Very well. With what little power the Elder Spirits possess, we will grant you a gift. Thanks to the noxlily petals beneath your skin, we have anchor points to restore your body. You will not merely carry the Light. You will be reforged in it.
An astral gateway appeared before me.
I gathered my incorporeal self, summoned my courage, and pushed through the silver veil of light.
6
I stepped out of Indrasyl’s hollow and opened my eyes to a dark forest, my body bare like a wolf in the moonlight. As much as I wanted to run and howl with the energy swirling through my limbs, I knew I needed to return to the village.
The black dress Erovos had fashioned for me lay in a destroyed heap on the ground. I refused to put the horrid thing back on my body, but I couldn’t return to the village wearing nothing.
A notion struck me. If Erovos could create a dress of darkness, I could create one out of light.
I summoned pinpricks of Light upon my skin, allowing the specks to create luminous paths along my body. Heavenly jewels draped down my chest and torso like liquid moonlight turned to fabric. The Light clung to my waist and hips, sparkling against me until it flared out and trailed behind me in a radiant train.
I was dressed in a glimmering gown that looked as if millions of diamonds had been painstakingly placed upon my skin one stone at a time.
My senses were keen, hyperaware, and my ear twitched.
There were eyes on me.
My sharp gaze darted to a massive figure hiding behind a tree. His dull, mossy stare looked frightened and unsure.
“You can come out,” I said to Graem, and he slowly emerged from behind the tree.
“Master?” he asked, somehow looking filthier than when I saw him a few minutes ago. He always wore tattered clothes, but now they were threadbare and barely hanging on. Demil must have done a number on him when he escaped.
“He’s gone,” I said plainly.
“Master?” he asked, gesturing to me.
“No. You no longer have a master, Graem. Is there somewhere else you can go?” I asked. I didn’t want to hurt him. I knew he had been under Erovos’ control all this time.
He nodded his misshapen head, and for the first time, a spark of light shone in his flat eyes.
“Go there and never come back. Do you understand?”
He nodded again, his body twitching with eagerness.
“Good. Now, go!” I commanded, and without hesitation, he ran into the woods. The ground shook and trembled as he fled from what I could only assume was a life full of suffering.
I turned away from the giant and closed my eyes.
Home,I thought with the merest of whispers, and thousands of beautiful threads unraveled before me in a celestial chandelier. I gently searched through the strands until I found what I was looking for.
The shimmering thread to the Wyn village came easily. I gave it a gentle tug and rushed through a channel of stars until my feet landed on solid ground. I marveled at the grace with which I arrived just outside the village. I’d never traveled with such speed and elegance before.
My hair and dress tousled around me as I settled from my crossing in a beam of light. It came so naturally, unlike before when traveling had been such a struggle.
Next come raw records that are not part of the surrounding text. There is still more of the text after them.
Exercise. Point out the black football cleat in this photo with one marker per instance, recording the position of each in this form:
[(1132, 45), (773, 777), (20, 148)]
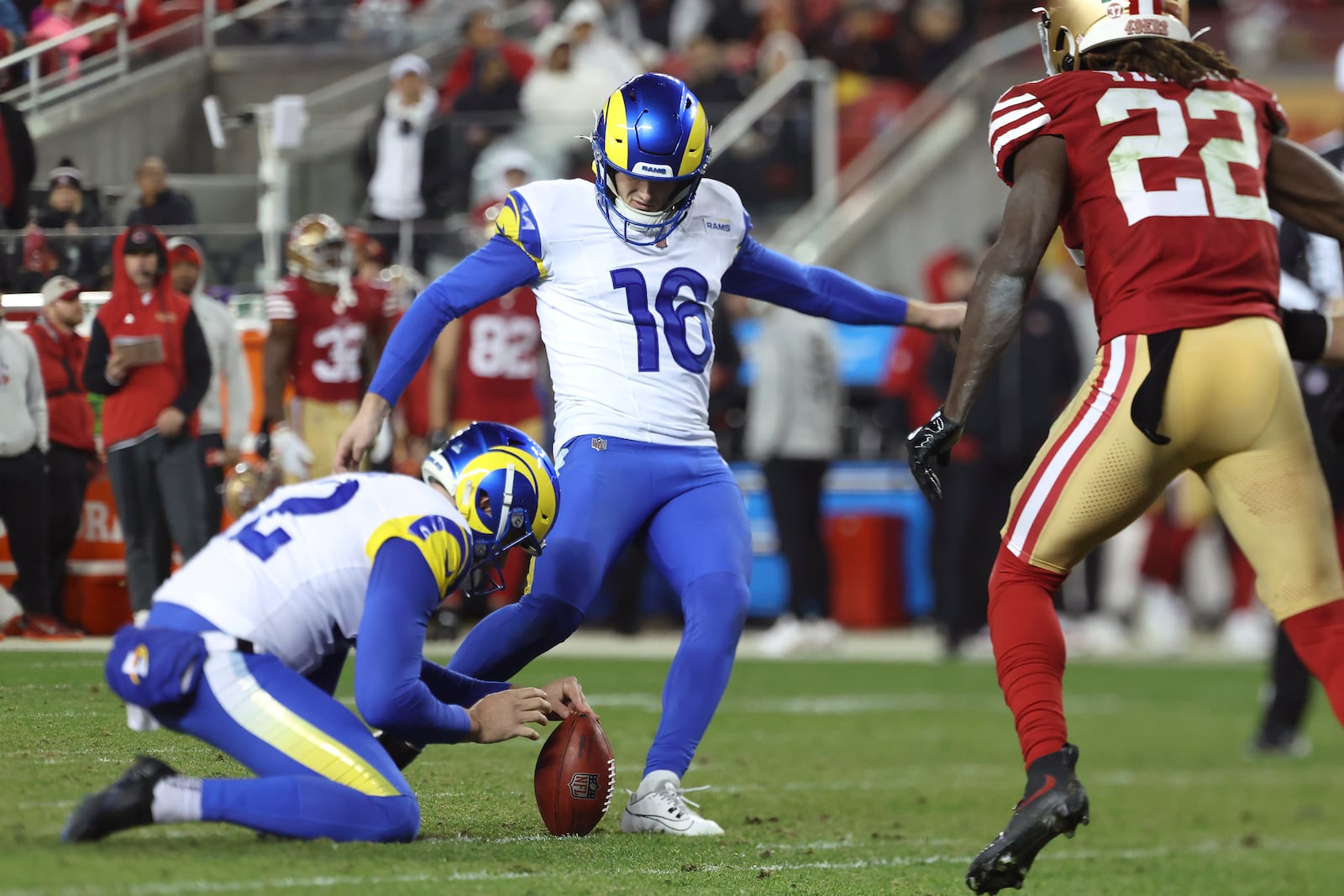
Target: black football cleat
[(1054, 804), (127, 804)]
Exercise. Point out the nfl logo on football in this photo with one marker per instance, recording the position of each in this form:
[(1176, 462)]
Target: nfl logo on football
[(584, 785)]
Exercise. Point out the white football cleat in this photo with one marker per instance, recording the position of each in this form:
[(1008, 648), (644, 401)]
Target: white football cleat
[(1163, 625), (660, 806), (822, 634), (1249, 634), (786, 636)]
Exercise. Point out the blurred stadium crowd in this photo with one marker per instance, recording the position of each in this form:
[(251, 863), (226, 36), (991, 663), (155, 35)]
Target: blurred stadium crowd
[(447, 144)]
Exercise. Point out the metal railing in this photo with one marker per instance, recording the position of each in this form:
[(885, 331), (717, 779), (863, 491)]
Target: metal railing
[(114, 65), (799, 234), (826, 120), (33, 55)]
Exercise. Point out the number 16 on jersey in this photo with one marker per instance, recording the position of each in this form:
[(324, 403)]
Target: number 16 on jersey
[(675, 317)]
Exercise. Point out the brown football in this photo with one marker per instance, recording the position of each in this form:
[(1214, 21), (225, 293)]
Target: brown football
[(575, 775)]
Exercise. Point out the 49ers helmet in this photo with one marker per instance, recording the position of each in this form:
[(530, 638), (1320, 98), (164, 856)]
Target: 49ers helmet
[(248, 486), (316, 249), (1072, 27)]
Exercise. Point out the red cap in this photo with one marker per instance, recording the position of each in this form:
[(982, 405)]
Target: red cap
[(185, 253)]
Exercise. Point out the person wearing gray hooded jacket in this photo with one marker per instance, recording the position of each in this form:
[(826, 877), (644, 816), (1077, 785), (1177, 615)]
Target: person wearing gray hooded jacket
[(793, 432), (219, 443)]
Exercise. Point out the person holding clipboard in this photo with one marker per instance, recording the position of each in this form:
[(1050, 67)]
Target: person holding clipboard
[(148, 356)]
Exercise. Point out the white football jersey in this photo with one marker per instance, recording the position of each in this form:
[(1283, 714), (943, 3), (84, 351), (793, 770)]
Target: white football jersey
[(291, 575), (627, 328)]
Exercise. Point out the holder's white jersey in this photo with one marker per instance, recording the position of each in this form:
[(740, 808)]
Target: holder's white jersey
[(627, 328), (291, 575)]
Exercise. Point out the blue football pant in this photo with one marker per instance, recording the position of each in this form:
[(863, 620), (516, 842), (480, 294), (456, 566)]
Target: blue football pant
[(319, 770), (699, 539)]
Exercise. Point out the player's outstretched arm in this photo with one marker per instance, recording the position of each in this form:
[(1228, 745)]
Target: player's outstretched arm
[(396, 689), (773, 277), (996, 301), (1305, 188), (496, 268)]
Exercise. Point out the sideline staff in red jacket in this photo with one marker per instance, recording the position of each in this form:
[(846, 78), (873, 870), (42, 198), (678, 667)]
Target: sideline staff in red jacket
[(73, 456), (148, 355)]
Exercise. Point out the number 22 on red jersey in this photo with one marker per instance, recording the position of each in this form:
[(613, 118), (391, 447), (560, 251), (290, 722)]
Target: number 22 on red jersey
[(1167, 194)]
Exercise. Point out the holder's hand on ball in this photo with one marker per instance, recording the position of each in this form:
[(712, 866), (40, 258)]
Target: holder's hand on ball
[(506, 715), (566, 696)]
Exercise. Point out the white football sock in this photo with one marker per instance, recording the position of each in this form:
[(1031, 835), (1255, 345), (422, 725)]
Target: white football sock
[(176, 799)]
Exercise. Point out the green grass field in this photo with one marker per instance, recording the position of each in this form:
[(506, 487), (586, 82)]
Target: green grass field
[(830, 778)]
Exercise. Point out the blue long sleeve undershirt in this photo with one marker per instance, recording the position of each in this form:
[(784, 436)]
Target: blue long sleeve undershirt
[(501, 266), (822, 291), (492, 270), (396, 688)]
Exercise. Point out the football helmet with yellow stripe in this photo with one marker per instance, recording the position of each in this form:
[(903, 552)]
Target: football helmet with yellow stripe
[(506, 486), (1072, 27), (652, 128)]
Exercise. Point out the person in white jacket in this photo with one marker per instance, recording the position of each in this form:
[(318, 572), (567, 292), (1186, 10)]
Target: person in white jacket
[(221, 441), (793, 432), (558, 101)]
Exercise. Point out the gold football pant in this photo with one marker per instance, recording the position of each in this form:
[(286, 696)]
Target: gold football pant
[(1234, 416)]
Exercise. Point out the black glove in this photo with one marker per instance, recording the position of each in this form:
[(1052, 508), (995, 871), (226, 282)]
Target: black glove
[(932, 443), (1307, 333), (264, 441), (401, 752)]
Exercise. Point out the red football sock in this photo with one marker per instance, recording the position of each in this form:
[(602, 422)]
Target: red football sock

I welcomed in the sight of the village—a place I had come to call home since learning the Alcreon Light flowed within my veins. Teardrop domes bloomed on the horizon like wooden flower buds, and the forest brushed against the purple-and-sapphire sky.
I took a deep breath and curled my toes into the plush grass, but my brows knit together in confusion. The ground was pokey and dry—an odd sensation for a village that was perpetually verdant.
My gaze darted up as a bounding white wolf charged toward me, and I dropped to my knees. “Sabra!” I choked out. My heart soared at the sight of her.
After she attempted to save Ven, Graem had hurled her into a tree, where she’d lain lifeless and unmoving. The sound of her snapping in half still haunted me, but now she ran without the slightest limp.
How had Takoda mended her so quickly? The healer told me his medicines worked best on flesh and that bones were another matter. The only plant capable of mending Sabra was a noxlily, but Rowen had used the last one on me in the Crystal Crypts. Not enough time had passed for Takoda to grow more of the healing flower.